Within the next 12 minutes someone will die in a motor vehicle accident, within the next 10 seconds someone will be injured and within just the next 5 seconds an automobile crash will occur. Distractions will be the leading cause of many of these accidents.
Distractions are continuing to grow as we increasingly see the need to multi-task in every aspect of our lives in order to save time and increase productivity. This mindset only reduces our ability to focus on the task at hand - driving. An important element of any Driver Safety Program is teaching employees how to avoid distracted driving.
Why is distracted driving more prevalent today? Notice in the chart below how population and licensed drivers have grown marginally while the number of wireless subscribers has tripled. The CTIA Wireless Association states the U.S. has more subscribers to wireless services than people.
Employees may feel pressure to improve productivity by multi-tasking in order to keep up with responsibilities and the ever increasing availability of in-vehicle cell phone technology makes multi-tasking more accessible and tempting. Since drivers are increasingly tempted by distractions, training to avoid distracted driving demands more and more attention.
Here are a few key points about distracted driving:
- At any given daylight moment across America, approximately 660,000 drivers are using cell phones or manipulating electronic devices while driving, a number that has held steady since 2010 (NOPUS).
- Engaging in visual-manual subtasks (such as reaching for a phone, dialing and texting) associated with the use of hand-held phones and other portable devices increased the risk of getting into a crash by three times. (VTTI)
- Five seconds is the average time your eyes are off the road while texting. When traveling at 55mph, that's enough time to cover the length of a football field blindfolded. (VTTI)
- Hands-free cell phone use is not substantially safer than hand-held use. (VTTI)
- It is estimated that distracted drivers are a factor in between 20 to 25% of all traffic accidents. That accounts for approximately 4,000 crashes each day.
- Activities that take a driver's mind away from the road are just as risky as taking a driver's eyes off the road.
Driver Safety Programs should include a section on how to minimize distractions while behind the wheel.
Examples of possible driving distractions to address:
- Using cell phone or smart phone
- Using navigation system
- Reading - maps etc.
- Talking to passengers
- Watching a video
- Eating and drinking
- Adjusting devices - radio, CD player, or MP3 player
Whether and employee is using hands-free to talk on a cell phone or not he or she is three times more likely to be involved in an accident than a driver that is not distracted by using a cell phone. Various studies have shown that the brain will remain distracted by cell phone conversations even when hands-free devices are used.

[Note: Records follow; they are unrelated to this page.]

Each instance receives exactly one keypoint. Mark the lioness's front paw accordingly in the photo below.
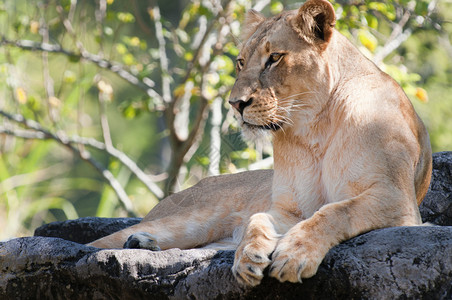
(249, 264)
(295, 259)
(142, 240)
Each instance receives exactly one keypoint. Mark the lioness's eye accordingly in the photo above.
(240, 63)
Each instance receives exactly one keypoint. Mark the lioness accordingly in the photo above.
(350, 155)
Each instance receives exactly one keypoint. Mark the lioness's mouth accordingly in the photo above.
(270, 126)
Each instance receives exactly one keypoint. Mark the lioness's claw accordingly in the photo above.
(142, 240)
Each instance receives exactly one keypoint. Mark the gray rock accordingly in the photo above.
(437, 205)
(400, 263)
(85, 230)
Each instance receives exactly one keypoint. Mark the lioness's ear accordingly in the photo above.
(252, 21)
(316, 20)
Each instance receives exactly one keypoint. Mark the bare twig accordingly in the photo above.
(166, 90)
(106, 174)
(93, 143)
(145, 84)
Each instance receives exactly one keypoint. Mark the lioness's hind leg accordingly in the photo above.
(142, 240)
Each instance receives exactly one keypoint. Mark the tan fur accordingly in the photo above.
(350, 154)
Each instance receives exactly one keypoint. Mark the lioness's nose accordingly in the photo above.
(240, 105)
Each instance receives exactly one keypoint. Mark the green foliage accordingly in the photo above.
(147, 79)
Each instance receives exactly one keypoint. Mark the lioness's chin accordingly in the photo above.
(255, 133)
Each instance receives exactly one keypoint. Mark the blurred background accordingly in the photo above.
(106, 106)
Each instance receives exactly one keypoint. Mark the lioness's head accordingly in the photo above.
(281, 70)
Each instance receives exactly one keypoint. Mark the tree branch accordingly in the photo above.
(144, 84)
(93, 143)
(84, 155)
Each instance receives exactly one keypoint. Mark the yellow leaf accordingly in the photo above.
(421, 94)
(54, 101)
(179, 91)
(21, 95)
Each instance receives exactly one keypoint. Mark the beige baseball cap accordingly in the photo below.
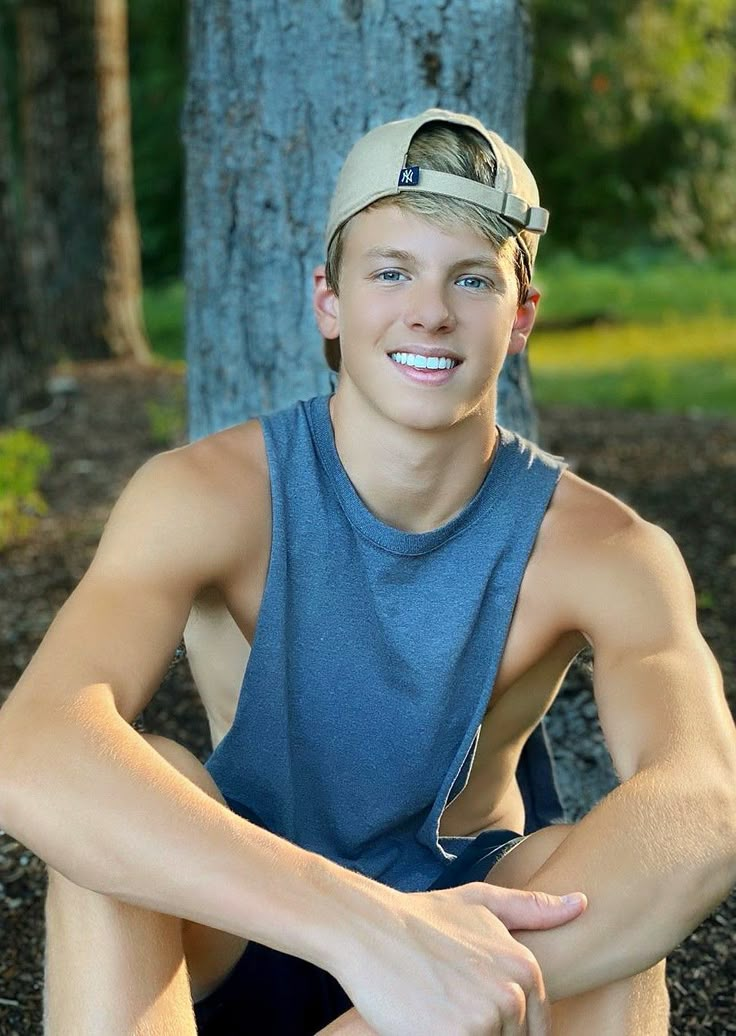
(376, 168)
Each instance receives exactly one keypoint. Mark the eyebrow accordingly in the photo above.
(399, 255)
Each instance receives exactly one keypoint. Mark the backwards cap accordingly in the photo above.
(376, 168)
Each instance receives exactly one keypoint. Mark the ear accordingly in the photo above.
(524, 322)
(326, 305)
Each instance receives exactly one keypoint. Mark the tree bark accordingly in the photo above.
(81, 228)
(22, 365)
(277, 94)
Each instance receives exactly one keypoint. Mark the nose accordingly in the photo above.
(428, 309)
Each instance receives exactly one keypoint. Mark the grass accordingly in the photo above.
(664, 338)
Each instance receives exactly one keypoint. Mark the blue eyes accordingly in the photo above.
(479, 282)
(394, 277)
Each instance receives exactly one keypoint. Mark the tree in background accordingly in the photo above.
(81, 231)
(632, 122)
(22, 366)
(277, 93)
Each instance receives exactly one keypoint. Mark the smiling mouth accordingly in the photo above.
(424, 363)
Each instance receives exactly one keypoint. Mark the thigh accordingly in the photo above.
(517, 866)
(210, 954)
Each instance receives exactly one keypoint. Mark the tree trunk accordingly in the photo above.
(81, 231)
(22, 366)
(277, 94)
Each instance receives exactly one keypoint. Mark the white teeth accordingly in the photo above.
(431, 363)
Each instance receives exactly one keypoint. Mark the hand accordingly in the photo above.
(446, 962)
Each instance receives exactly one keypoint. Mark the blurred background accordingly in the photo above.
(631, 133)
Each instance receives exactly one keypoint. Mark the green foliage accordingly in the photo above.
(167, 421)
(23, 459)
(164, 312)
(158, 74)
(630, 123)
(640, 286)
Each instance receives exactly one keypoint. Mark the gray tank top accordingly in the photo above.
(374, 657)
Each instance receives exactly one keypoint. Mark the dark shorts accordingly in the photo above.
(274, 994)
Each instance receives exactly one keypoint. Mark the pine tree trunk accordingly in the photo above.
(81, 228)
(277, 93)
(22, 366)
(123, 327)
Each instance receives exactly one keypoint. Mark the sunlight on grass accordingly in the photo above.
(685, 363)
(611, 346)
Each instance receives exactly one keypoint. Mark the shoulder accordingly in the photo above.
(618, 577)
(203, 502)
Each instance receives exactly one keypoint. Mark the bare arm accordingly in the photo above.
(87, 794)
(658, 853)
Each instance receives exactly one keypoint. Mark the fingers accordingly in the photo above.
(521, 910)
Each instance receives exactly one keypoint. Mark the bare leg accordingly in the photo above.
(112, 968)
(637, 1006)
(121, 970)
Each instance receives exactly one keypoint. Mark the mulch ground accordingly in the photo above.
(678, 471)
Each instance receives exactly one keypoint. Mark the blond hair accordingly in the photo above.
(447, 149)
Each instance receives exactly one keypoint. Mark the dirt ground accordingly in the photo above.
(678, 471)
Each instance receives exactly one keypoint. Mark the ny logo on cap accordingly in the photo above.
(408, 177)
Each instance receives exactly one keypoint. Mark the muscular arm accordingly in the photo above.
(658, 853)
(84, 792)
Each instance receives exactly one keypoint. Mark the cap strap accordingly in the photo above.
(511, 207)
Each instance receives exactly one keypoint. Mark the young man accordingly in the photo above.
(414, 582)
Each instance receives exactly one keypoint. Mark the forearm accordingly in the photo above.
(654, 857)
(95, 802)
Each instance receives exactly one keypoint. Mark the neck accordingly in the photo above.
(412, 479)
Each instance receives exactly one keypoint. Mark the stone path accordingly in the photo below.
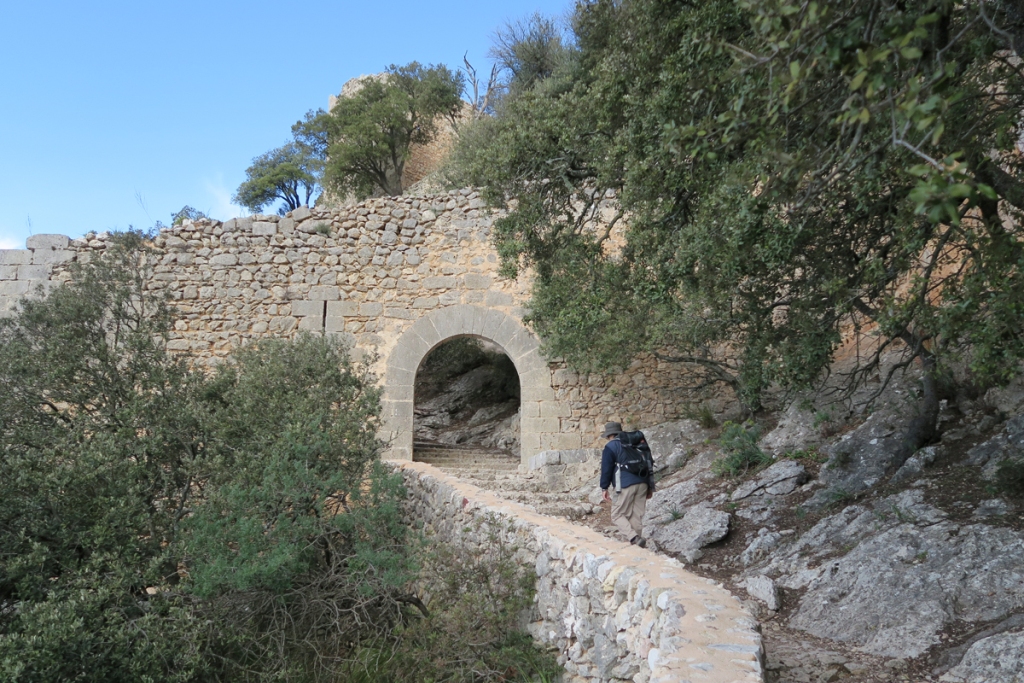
(498, 471)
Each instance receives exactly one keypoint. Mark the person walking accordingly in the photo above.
(632, 492)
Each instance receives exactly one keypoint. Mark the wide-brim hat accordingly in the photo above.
(611, 428)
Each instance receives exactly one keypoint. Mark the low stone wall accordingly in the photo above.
(613, 611)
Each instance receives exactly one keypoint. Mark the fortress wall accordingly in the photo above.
(611, 610)
(367, 272)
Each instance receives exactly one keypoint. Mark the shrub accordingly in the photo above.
(739, 441)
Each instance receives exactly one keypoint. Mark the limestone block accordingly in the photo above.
(34, 271)
(334, 325)
(224, 259)
(561, 441)
(541, 424)
(15, 257)
(371, 309)
(478, 282)
(555, 409)
(307, 308)
(342, 308)
(324, 293)
(439, 282)
(402, 313)
(47, 242)
(311, 324)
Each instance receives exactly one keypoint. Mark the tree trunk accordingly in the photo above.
(924, 427)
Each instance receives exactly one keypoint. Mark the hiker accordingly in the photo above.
(632, 489)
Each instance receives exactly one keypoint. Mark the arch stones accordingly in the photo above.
(540, 410)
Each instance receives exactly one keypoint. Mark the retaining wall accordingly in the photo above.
(613, 611)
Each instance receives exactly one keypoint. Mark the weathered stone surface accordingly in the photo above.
(796, 431)
(700, 525)
(47, 242)
(612, 611)
(862, 457)
(762, 588)
(997, 658)
(1008, 444)
(909, 572)
(779, 479)
(15, 257)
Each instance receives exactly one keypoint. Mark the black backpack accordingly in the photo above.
(636, 458)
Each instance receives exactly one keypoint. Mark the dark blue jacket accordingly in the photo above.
(609, 460)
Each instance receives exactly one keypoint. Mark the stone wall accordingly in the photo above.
(368, 272)
(612, 611)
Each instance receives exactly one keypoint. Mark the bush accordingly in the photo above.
(1010, 477)
(740, 445)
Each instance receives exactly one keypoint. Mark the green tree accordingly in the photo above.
(158, 523)
(372, 130)
(791, 170)
(290, 173)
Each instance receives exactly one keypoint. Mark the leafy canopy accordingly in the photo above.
(290, 174)
(785, 171)
(372, 130)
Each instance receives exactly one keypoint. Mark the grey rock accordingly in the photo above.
(997, 658)
(760, 547)
(762, 588)
(1008, 444)
(796, 431)
(995, 507)
(699, 526)
(861, 458)
(897, 589)
(782, 477)
(914, 466)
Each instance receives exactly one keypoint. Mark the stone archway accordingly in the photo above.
(540, 411)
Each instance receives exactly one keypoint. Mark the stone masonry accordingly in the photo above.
(612, 611)
(394, 276)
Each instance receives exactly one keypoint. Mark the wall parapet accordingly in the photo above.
(613, 611)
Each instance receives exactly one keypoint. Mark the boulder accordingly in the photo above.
(904, 581)
(1008, 444)
(781, 478)
(700, 525)
(762, 588)
(997, 658)
(796, 431)
(862, 457)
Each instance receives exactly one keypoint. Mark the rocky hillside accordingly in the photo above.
(859, 569)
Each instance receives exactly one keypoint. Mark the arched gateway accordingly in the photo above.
(540, 411)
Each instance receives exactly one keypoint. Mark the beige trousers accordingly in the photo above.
(628, 507)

It would be logical to assume the brain is multi-tasking when someone is driving and using a cell phone at the same time. However, the human brain is not capable of true multitasking, it is not capable of performing two tasks at the same time. Instead, the brain processes tasks sequentially, switching between one task and another. By doing this switching very rapidly, it looks like we are doing two or more tasks at the same time. When in reality, the brain is performing only one task at a time by switching attention between tasks. This is called “attention switching” and important driving cues can be missed if the brain is in this mode of processing. Additionally, the information that the brain is collecting is processed in a particular order, flowing through the following six steps:
- Selects the information
- Processes the information
- Encodes the information (creates memory)
- Stores the information (various neural pathways)
- Retrieves stored information
- Executes or acts on information
All of these steps are likely to be negatively affected when the brain becomes overloaded. The graphic below illustrates the six steps the brain takes to process information as well as photos to illustrate how the brain may not process all that the eyes are seeing.
Drivers using hands-free or hand-held phones have a tendency to “look at” but not “see” objects. It has been estimated that drivers using cell phones look at, but fail to see up to 50 percent of the information in their driving field of vision. Researchers call this "inattention blindness" and it is very much like tunnel vision. This is demonstrated in the image above. In the image on the right, the driver does not see the five-sided pedestrian sign or the car down the road that are clearly visible in the image on the left. Distracted drivers do not process everything in their field of vision due to their brain switching back and forth between the distraction (cell phone use) and driving the vehicle.
Driver distractions have joined speeding and alcohol as the leading factors in fatal and serious injury crashes. Because distractions while driving are such an intangible entity, thorough training about distraction-free driving should be a key element of every Driver Safety Program.